Married partnership lasts slightly longer and the sounds of wedding bells are "harmony" and "euphony" as the couple begin "in tune" (ll 17, 21, 26). Our narrator is "happy" with his wife as her attitude is "not uncongenial" to his own (p 223). Life is pleasant, if uneventful.

Calm is shattered by the "alarum bells" - our narrator begins to drink heavily and undergoes severe personality changes (l 36)(p 224).  He abuses his wife and disfigures Pluto. The bells' sounds of "terror" and "turbulency" are this household's soundtrack where "danger ebbs & flows" (ll 38, 60). The parallel is even seen in the fire that destroys the narrator's home, although the culmination is his wife's "assassination" (p 229). This is the longest stanza of the poem so far and the majority of the story - of a life.

That is, until the final bells - the "iron bells" - the bells of death begin to toll (l 71). No portion of a life is longer or more feared.  The bells' "melancholy menace" is nothing compared to the "Ghouls: / And their king" who rejoice in our demise (ll 75, 89-90). If the narrator is remorseful or lonely for his wife, it is barely addressed, and his undoing is the sound and sight of the one eyed cat, perched on his wife's head, howling and rejoicing in "consigning [him] to the hangman" (pp 230).

Looking at these works together shows that the melodic bells are accompanying the stages of our lives, and that a seemingly simple story is enhanced when you imagine them tolling the changing emotions in a household.

Peer reviews (form)
student1 → All correct for what I could see.
student2 → Most of the sentences are grammatically correct.
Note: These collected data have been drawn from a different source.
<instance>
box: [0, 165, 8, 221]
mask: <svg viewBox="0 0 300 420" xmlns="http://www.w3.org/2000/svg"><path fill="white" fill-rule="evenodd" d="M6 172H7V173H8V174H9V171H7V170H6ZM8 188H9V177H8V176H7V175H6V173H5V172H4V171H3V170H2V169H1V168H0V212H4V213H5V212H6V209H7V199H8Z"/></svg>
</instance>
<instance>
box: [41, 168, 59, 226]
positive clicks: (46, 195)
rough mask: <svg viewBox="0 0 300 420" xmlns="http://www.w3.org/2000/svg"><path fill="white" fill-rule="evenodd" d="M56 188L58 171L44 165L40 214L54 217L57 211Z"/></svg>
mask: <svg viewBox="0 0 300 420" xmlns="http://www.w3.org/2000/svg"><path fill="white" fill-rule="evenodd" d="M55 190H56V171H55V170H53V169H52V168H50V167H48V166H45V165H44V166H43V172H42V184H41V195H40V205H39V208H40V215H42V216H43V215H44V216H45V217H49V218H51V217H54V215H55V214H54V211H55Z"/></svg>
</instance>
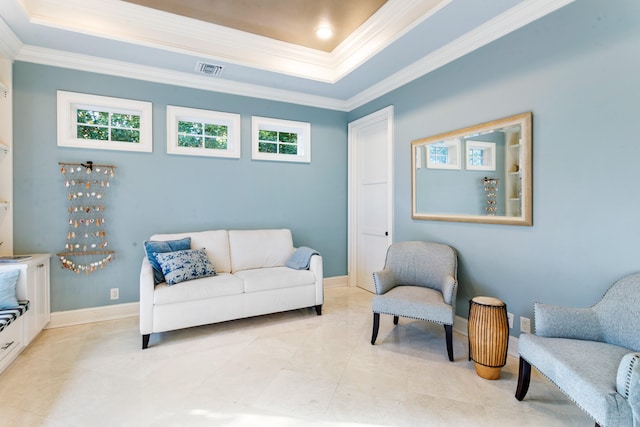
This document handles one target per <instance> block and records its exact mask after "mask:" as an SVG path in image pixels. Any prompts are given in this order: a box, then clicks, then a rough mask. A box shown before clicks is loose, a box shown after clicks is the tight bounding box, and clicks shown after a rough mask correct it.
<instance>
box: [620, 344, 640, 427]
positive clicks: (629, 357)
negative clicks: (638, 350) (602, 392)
mask: <svg viewBox="0 0 640 427" xmlns="http://www.w3.org/2000/svg"><path fill="white" fill-rule="evenodd" d="M616 388H617V391H618V393H619V394H620V395H621V396H622V397H624V398H625V399H627V403H629V406H631V413H632V414H633V425H634V426H638V425H640V353H629V354H627V355H625V356H624V357H623V358H622V360H621V361H620V365H619V366H618V375H617V377H616Z"/></svg>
There aren't important mistakes but the arguments could be laid out in a clearer way.
student3 → The argumentation is too hard to follow. The comparison of the two works is confusing and the similarities and differences of the two are not made very clear.
student4 → Your form is fine. However, the constant references to lines in the poems are a little distracting and make it difficult to follow your thought processes. Perhaps a few less examples and a little more analysis would have been helpful.
student1 → The way of exposure is not inviting for a reader. This is not an essay about an exact science. I would expect to read something like this in, lets say, mathematics.
student2 → This essay shows a deep understanding of the poems and helps us to get a good one to. Its arguments are persuasive and significant. There are many references so I think it deserves a 3.
student3 → The idea is original and it seems interesting to analyse the message of a writing through sensory information. However the argumentation is too confusing to make an impact.
student4 → Your analysis and connections between the bells and the arc of life is intriguing. It is a little harder to see your connections with the black cat-they are thrown in as though in an afterthought. Perhaps limiting yourself to the one story would have allowed more analysis.
student1 → Your essay is more an enumeration of facts then a structured flowing text. Good conclusion though.